Reasons to Breastfeed
Living with HIV for almost 20 years, LaTonya knew she wanted to nurse her son because of the many health advantages nursing provides, including lower risk of asthma, obesity, type 1 diabetes, and sudden infant death syndrome. Mommyhood is a wonderful thing. Not for the world would I swap it,” she declared. “Giving my son the best start in life involved breastfeeding.”
Following their discussion of her choice, her doctors created a safe breastfeeding plan for her, stressing the need of ongoing observation and rigorous adherence to her medication. “You cannot pass it on to your partner or your child if you’re undetectable,” LaTonya said. “Why then deny your child the advantages of nursing?”
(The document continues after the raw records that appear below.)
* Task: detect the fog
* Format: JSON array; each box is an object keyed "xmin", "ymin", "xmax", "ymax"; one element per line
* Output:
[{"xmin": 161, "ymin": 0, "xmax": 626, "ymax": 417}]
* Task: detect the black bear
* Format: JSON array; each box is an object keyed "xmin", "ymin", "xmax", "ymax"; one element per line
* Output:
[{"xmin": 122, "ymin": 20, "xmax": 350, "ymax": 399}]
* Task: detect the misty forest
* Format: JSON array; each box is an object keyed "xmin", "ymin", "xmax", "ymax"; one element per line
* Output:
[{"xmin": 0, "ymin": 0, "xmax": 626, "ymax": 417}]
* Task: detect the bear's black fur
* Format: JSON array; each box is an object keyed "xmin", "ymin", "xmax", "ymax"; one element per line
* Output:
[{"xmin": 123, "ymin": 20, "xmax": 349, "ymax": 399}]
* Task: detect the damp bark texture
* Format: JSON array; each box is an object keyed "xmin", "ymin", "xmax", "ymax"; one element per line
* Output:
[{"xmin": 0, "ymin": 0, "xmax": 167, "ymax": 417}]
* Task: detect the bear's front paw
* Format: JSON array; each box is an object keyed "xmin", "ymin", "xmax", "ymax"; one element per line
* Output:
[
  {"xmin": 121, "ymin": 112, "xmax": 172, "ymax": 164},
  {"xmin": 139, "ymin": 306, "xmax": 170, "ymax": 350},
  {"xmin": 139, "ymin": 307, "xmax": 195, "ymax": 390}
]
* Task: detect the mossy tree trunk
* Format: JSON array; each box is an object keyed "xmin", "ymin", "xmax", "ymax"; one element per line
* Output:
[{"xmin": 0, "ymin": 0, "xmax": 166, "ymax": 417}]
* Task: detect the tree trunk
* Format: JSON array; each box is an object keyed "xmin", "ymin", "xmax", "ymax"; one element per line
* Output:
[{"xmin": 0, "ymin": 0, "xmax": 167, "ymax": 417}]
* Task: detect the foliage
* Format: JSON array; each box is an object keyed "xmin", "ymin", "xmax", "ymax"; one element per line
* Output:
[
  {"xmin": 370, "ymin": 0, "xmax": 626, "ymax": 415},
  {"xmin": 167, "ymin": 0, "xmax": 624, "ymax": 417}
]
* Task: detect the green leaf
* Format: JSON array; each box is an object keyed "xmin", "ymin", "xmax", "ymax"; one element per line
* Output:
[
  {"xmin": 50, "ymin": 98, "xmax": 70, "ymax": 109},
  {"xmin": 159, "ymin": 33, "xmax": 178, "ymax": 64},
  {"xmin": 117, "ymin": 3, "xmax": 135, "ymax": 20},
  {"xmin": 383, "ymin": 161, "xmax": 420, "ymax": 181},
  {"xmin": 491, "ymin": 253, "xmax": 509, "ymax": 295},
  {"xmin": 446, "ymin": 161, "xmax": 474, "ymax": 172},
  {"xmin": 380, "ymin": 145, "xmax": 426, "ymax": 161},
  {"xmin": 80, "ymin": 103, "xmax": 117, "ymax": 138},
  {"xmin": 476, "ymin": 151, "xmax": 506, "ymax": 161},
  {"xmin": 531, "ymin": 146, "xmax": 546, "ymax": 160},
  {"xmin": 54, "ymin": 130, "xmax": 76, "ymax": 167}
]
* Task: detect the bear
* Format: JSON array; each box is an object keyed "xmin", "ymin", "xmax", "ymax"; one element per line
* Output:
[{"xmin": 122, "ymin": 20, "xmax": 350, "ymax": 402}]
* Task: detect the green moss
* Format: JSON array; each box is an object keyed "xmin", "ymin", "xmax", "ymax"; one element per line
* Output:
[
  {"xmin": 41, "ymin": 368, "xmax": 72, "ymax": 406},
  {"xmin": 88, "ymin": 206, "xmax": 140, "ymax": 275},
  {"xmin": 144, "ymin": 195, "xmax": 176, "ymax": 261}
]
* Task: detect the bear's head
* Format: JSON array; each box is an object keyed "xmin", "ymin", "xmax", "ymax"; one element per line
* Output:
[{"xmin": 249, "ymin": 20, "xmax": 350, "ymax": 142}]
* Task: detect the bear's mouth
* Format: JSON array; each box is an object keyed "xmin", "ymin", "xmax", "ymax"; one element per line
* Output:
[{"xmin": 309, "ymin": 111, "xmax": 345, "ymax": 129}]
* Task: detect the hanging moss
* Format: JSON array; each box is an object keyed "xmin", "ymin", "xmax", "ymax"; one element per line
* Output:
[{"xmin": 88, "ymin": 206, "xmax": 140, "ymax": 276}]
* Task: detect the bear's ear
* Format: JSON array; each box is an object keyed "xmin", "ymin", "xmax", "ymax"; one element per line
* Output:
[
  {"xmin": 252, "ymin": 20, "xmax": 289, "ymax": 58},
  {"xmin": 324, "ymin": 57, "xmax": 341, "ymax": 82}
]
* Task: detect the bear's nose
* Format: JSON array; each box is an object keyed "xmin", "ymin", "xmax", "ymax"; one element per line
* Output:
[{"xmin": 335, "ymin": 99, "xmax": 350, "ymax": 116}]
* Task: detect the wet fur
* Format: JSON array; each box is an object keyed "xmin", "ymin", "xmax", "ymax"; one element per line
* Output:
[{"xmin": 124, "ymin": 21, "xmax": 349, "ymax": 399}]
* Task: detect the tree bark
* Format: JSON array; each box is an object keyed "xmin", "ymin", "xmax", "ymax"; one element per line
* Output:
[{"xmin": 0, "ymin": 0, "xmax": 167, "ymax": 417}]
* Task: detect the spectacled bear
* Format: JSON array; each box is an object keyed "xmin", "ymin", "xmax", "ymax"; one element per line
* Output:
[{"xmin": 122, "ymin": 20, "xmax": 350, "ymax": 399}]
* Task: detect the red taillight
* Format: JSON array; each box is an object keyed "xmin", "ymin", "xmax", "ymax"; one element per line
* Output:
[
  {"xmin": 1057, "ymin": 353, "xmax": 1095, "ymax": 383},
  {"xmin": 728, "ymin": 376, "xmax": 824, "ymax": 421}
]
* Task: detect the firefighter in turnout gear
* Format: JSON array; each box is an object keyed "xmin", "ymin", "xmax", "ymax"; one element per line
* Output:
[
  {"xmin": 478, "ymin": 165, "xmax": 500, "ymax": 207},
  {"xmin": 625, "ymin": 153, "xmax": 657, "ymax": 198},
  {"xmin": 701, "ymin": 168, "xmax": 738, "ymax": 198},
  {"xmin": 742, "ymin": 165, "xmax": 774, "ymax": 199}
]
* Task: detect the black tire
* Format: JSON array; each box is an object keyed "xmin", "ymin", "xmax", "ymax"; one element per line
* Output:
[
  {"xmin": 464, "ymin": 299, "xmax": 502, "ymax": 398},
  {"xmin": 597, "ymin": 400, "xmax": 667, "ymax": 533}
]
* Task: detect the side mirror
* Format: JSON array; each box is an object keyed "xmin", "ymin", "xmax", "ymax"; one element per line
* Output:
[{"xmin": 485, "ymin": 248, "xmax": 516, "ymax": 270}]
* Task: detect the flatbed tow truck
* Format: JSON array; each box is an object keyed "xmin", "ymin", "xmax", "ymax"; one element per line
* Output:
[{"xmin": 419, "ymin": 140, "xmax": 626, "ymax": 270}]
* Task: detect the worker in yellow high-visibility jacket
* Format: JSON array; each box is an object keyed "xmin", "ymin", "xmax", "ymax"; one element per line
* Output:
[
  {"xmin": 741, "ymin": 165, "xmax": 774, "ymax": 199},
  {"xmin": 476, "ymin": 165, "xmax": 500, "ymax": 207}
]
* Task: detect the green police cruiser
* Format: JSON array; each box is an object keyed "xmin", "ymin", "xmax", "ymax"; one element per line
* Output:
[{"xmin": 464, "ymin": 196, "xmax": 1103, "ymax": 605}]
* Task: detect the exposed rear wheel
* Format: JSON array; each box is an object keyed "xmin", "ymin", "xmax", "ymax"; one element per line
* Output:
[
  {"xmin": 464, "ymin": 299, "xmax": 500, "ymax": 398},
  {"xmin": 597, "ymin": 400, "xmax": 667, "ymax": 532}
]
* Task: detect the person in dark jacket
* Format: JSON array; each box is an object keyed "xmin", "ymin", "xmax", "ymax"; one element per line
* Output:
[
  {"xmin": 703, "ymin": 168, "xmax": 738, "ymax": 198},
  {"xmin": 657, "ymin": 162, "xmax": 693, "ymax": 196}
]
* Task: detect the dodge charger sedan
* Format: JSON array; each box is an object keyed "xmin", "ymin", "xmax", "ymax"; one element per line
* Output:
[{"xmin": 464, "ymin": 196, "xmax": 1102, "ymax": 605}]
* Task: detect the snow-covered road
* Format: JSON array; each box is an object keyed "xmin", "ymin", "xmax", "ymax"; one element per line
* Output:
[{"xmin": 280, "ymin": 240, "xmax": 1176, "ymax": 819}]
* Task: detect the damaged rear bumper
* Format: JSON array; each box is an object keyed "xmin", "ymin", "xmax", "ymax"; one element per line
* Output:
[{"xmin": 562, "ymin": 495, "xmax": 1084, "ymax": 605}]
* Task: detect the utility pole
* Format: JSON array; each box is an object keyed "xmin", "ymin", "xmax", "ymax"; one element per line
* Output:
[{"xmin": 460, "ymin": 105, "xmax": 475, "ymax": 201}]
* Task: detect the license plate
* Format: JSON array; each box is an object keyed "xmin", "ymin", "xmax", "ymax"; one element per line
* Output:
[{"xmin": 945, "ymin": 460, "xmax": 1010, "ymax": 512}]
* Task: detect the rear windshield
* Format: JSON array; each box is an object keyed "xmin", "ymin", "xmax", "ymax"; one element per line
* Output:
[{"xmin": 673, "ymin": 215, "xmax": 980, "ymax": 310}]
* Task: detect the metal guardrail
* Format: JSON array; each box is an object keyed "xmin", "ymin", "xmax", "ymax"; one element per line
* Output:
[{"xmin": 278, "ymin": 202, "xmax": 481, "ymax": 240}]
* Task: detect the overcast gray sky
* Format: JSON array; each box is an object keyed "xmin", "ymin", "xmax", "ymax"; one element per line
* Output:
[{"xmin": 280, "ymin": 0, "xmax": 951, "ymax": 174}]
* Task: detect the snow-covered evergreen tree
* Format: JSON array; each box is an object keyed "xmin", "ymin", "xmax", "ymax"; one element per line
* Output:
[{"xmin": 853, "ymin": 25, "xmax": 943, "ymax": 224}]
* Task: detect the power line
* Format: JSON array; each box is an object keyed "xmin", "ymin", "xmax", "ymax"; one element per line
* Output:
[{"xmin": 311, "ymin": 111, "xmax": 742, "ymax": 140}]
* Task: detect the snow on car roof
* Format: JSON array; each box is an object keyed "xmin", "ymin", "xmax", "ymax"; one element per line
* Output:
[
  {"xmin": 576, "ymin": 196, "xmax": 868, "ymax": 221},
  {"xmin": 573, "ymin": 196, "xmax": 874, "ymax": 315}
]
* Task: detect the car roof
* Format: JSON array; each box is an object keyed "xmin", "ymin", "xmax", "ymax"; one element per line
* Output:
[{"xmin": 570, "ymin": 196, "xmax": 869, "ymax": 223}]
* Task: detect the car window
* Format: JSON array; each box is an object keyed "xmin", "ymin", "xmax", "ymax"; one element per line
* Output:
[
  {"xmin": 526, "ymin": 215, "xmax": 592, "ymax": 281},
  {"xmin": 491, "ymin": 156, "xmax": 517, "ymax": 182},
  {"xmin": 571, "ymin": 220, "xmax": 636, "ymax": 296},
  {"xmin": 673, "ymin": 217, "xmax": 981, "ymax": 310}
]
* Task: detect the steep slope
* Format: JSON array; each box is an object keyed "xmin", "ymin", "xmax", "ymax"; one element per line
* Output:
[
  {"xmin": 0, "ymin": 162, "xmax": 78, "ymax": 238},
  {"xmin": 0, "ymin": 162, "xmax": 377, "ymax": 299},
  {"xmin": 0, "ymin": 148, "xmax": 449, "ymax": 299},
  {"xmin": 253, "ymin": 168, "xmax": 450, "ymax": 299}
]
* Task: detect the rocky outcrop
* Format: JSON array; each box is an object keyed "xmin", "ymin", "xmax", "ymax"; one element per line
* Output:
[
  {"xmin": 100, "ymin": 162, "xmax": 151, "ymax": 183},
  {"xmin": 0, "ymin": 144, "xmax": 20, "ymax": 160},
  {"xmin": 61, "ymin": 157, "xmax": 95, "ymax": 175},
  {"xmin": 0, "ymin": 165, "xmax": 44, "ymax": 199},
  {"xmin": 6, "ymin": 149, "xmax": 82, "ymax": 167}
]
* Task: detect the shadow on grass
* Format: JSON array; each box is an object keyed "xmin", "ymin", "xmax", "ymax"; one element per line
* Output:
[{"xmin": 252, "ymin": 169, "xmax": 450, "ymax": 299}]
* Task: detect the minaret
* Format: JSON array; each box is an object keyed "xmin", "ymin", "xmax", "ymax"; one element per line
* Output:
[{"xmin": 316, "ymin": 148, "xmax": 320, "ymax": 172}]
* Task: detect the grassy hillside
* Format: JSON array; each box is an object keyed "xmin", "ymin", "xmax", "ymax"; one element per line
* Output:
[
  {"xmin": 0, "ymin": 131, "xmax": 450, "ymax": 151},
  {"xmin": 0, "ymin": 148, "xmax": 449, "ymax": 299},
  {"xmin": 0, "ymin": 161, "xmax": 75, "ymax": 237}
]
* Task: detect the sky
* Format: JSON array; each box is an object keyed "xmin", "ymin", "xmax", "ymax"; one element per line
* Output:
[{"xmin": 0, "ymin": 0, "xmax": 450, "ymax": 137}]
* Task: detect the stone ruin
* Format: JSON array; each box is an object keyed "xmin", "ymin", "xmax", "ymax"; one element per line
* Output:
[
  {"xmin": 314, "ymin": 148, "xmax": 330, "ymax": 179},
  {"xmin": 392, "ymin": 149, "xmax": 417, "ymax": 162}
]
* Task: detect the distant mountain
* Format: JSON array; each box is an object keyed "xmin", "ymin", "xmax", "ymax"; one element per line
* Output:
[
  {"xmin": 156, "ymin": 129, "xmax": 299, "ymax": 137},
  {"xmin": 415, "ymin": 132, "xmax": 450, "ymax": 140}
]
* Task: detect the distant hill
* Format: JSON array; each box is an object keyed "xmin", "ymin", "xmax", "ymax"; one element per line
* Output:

Science Backing Up the Adjustment
Antiretroviral medications have been found in research to drastically lower the chance of HIV spreading through nursing. In the first four to six weeks of life, when ART is not used, the risk of transmission through breast milk is greatest, between 5% and 6%. But the risk is less than 1% with ART and an undetectable viral load.
Lead author of the study, Colorado pediatrician Dr. Lisa Abuogi, said, “The AAP is now specifically emphasizing that pregnant women with HIV who are on treatment and undetectable can be supported to breastfeed. People with HIV have been pushing for this shift for a long time.”
Getting Over Stigma and Offering Help
Because they thought nursing would reveal their HIV status, moms who tested positive for the virus in the past experienced shame and sorrow. By giving them the same alternatives for nursing their babies as any other mother, the new recommendations seek to empower these women.
Pediatric infectious disease specialist Dr. Rana Chakraborty of Mayo Clinic stressed that a multidisciplinary team is needed to ensure safe breastfeeding when a mother has HIV. “To make sure it’s done safely for both mom and baby, you need support,” he said.
Planning Ahead
The new AAP stance is consistent with revised guidelines from the U.S. Department of Health and Human Services (HHS), which also advise breastfeeding for HIV-positive moms on antiretroviral therapy (ART) with undetectable viral loads. This consensus, according to Dr. Elaine Abrams of Columbia University, places the mother at the center of the decision-making process and gives her information and backing.
Because formula feeding in such circumstances has health hazards, the World Health Organization has long advised breastfeeding for mothers with HIV in areas without safe drinking water or easily available formula. ART successfully lowers the risk of HIV transmission while nursing, according to studies.
LaTonya believes that improved public education on HIV will result from the new suggestions. “It is not something to be afraid of, people need to realize,” she remarked. “Doctors should discuss HIV during routine tests more to dispel outdated fears and misconceptions.”
Finally, the new AAP recommendations represent a major advancement in the support of HIV-positive moms by providing them with the chance to safely breastfeed while getting the required medical attention and counseling. This adjustment attempts to lessen the stigma and false information around HIV while recognizing the value of breastfeeding.